J.A.prestwick (J.A.P) V4 engine
An engineer John Alfred Prestwick founded J.A.Prestwick and Company when he was twenty years old, in 1895. The company was set up to produce scientific instruments and experimental apparatus for cinematography experiments.
In the early 1900s Prestwick became interested in motor cycles and in piston engines, and in 1901 designed and built his first engine, a single cylinder 3.5hp over head valve (OHV) that was installed in his first motor cycle in 1903, and used by the Triumph motor cycle company in their products.
Single cylinder motor cycle engines of 2.5 and 3.5hp were produced through 1905, during which J.A.Prestwick (J.A.P) single cylinder motor cycle engines were installed in many of the brand Marques of British machines. Some success was experienced with J.A.P powered machines in the 1910 Isle of Man TT with a first and tenth placing. However soon after the TT meeting, J.A.P powered machines took out first placings in three classes of trials at the 1910 BMCRC meeting at Brooklands.
Development continued through 1907/1908 with engines of various power outputs and cylinder configurations including the 6hp V twin cylinder J.A.P engine that powered the A.V Roe designed and built triplane that was the first all British aircraft to fly, and in late 1909 Roe used a 9hp V twin cylinder J.A.P engine to power an improved version of his tri-plane.
Prestwick realised that aircraft needed engines specifically designed for this application, and by 1910 had designed one air cooled V 4 cylinder and two air cooled V 8 cylinder engines with power outputs of 20, 35 and 40hp plus a water cooled V 8 cylinder 50hp variant.
Later Prestwick ended his interest in aviation and reverted to designing and developing motor cycle engines to satisfy an increasing demand for them. Interest in industrial engines eventuated that saw some 240,000 of these being produced during the WW2 years.
The Prestwick company was taken over by Villiers in the 1950s
One of the early Australian aviation pioneers Lawrence Marshal of Victoria, imported an alleged 35hp J.A.P. V4 cylinder engine from Britain to power the aircraft he had designed and had built in 1909. His experimentation led to him finally making three successful flights, the best, of 500 yard (457m) at a height reported to be 30 feet, on April 14 1912.

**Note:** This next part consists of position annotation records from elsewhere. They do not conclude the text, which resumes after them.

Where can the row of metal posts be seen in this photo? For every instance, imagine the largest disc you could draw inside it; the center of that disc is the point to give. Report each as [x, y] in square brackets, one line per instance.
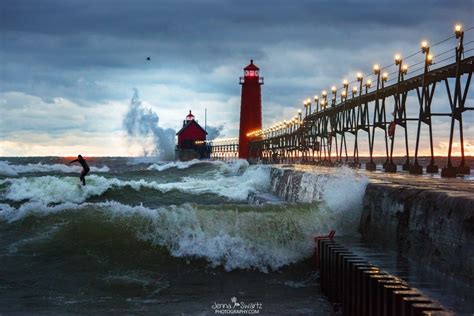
[358, 288]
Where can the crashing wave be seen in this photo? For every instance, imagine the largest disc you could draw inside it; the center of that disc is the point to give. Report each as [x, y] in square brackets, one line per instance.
[11, 170]
[52, 189]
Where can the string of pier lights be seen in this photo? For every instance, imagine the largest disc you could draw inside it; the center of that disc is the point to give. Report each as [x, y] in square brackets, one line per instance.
[287, 126]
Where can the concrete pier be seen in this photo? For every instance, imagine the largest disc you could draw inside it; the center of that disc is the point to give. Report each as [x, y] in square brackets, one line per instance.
[425, 218]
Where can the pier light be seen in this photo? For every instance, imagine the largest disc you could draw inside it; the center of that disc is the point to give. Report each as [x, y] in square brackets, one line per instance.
[398, 59]
[458, 30]
[404, 69]
[429, 59]
[376, 69]
[424, 46]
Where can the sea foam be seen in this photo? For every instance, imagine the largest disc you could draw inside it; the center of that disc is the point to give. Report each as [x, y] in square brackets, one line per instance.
[263, 239]
[11, 170]
[53, 189]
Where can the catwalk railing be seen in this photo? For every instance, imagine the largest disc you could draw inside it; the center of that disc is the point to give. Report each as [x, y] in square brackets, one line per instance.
[223, 149]
[321, 137]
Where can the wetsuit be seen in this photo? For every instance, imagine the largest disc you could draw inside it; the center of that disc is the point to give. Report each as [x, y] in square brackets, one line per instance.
[85, 169]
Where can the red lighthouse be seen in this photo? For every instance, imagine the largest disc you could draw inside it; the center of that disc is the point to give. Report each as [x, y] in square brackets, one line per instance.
[250, 108]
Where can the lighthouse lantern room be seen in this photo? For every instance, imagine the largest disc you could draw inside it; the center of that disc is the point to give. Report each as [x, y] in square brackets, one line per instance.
[191, 140]
[250, 108]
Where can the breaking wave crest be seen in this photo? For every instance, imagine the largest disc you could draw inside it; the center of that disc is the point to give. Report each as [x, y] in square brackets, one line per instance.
[11, 170]
[53, 189]
[232, 166]
[224, 236]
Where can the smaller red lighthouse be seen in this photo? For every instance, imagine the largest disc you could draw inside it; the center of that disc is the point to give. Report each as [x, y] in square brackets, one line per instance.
[250, 108]
[191, 140]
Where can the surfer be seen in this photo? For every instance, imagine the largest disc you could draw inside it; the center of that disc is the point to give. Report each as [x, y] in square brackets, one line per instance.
[85, 168]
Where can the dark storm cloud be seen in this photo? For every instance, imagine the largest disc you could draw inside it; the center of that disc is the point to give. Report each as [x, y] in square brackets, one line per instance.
[93, 51]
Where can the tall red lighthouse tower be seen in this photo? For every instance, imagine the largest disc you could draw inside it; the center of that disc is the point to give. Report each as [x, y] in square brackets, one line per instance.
[250, 108]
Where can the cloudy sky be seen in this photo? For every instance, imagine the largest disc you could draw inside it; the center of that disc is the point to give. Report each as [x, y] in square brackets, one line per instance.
[68, 68]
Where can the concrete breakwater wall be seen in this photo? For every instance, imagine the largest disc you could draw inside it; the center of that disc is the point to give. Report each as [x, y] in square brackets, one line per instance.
[432, 226]
[421, 220]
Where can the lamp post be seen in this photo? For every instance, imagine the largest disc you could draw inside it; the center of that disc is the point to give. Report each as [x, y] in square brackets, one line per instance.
[334, 95]
[424, 115]
[324, 102]
[457, 112]
[345, 84]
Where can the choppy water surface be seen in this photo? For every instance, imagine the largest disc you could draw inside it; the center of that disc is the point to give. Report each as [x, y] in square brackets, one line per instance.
[148, 236]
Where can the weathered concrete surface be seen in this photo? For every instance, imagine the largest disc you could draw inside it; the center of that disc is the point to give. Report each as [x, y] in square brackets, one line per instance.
[432, 225]
[425, 218]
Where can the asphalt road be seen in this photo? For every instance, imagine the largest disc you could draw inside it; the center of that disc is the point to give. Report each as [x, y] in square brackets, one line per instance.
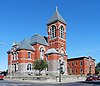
[16, 83]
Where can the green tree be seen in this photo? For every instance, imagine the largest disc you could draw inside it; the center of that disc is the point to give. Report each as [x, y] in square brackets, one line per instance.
[40, 65]
[98, 68]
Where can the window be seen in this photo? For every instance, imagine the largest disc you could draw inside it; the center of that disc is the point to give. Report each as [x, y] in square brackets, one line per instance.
[41, 53]
[15, 56]
[29, 55]
[53, 32]
[81, 63]
[62, 32]
[29, 67]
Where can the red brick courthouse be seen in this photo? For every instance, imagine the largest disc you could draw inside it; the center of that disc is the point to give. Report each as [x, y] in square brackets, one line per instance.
[51, 48]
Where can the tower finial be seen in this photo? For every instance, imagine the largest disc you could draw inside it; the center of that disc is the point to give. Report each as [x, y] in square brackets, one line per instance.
[56, 8]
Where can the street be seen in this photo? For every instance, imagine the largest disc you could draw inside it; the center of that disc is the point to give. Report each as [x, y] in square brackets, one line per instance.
[17, 83]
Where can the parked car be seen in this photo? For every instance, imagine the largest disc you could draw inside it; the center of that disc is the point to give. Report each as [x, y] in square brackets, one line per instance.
[1, 77]
[91, 78]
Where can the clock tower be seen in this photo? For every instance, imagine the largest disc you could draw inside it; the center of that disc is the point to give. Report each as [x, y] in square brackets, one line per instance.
[56, 27]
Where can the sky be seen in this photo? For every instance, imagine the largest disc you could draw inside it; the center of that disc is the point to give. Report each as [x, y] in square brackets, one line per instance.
[20, 19]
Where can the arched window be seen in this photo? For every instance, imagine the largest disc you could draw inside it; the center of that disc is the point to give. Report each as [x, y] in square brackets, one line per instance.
[29, 67]
[53, 31]
[62, 32]
[41, 53]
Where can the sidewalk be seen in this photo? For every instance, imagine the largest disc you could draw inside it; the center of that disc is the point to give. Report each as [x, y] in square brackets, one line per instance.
[50, 81]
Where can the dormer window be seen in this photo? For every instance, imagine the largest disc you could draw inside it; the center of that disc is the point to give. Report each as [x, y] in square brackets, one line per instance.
[62, 32]
[53, 31]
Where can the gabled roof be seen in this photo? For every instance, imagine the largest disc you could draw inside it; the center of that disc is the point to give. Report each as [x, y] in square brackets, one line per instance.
[51, 51]
[38, 39]
[56, 17]
[25, 44]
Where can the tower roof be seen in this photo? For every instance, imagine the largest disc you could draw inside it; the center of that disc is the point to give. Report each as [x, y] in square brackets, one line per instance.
[56, 17]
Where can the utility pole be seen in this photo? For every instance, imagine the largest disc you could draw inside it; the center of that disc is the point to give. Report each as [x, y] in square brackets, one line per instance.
[10, 59]
[61, 69]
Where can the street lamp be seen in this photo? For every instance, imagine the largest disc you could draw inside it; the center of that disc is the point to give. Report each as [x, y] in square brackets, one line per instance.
[10, 60]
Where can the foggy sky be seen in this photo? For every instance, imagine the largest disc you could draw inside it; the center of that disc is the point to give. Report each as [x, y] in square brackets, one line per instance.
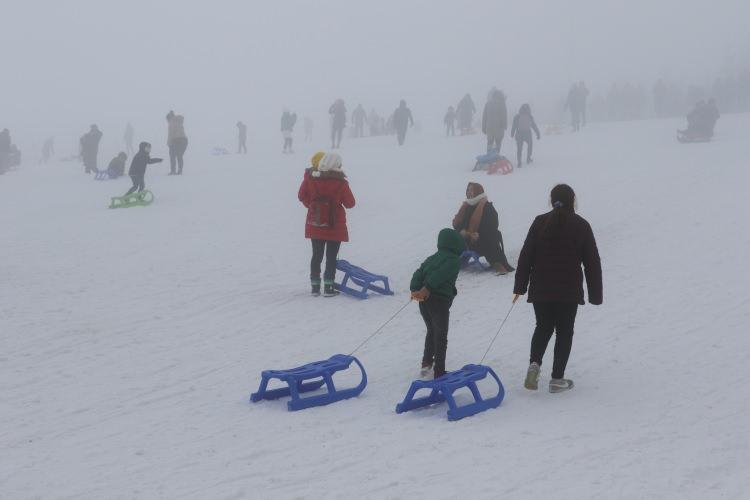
[72, 63]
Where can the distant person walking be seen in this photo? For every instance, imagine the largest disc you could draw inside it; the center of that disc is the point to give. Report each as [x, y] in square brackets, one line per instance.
[495, 120]
[177, 142]
[338, 122]
[557, 244]
[241, 138]
[90, 148]
[402, 120]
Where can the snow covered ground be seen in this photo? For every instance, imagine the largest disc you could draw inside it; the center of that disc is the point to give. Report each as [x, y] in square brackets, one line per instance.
[131, 339]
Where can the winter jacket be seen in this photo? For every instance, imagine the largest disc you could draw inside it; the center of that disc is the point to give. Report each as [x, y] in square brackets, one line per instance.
[288, 121]
[439, 272]
[550, 263]
[495, 117]
[175, 128]
[333, 188]
[402, 118]
[140, 160]
[338, 110]
[523, 124]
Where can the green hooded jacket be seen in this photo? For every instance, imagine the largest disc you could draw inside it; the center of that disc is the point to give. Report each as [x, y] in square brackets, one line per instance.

In the 1950s Ken Ballinger came into possession of the J.A.P. engine that is believed to have powered Marshal's aircraft. In the 1970s the damaged and unprotected engine was found on the Ballinger property by Andrew, the son of a friend of Ken Ballinger's from the SAAA Jim Fullarton, who undertook to look after the engine until in the mid 1990s, when after a visit to the Museum Ken Ballinger donated the engine.
It has since been restored and is on display.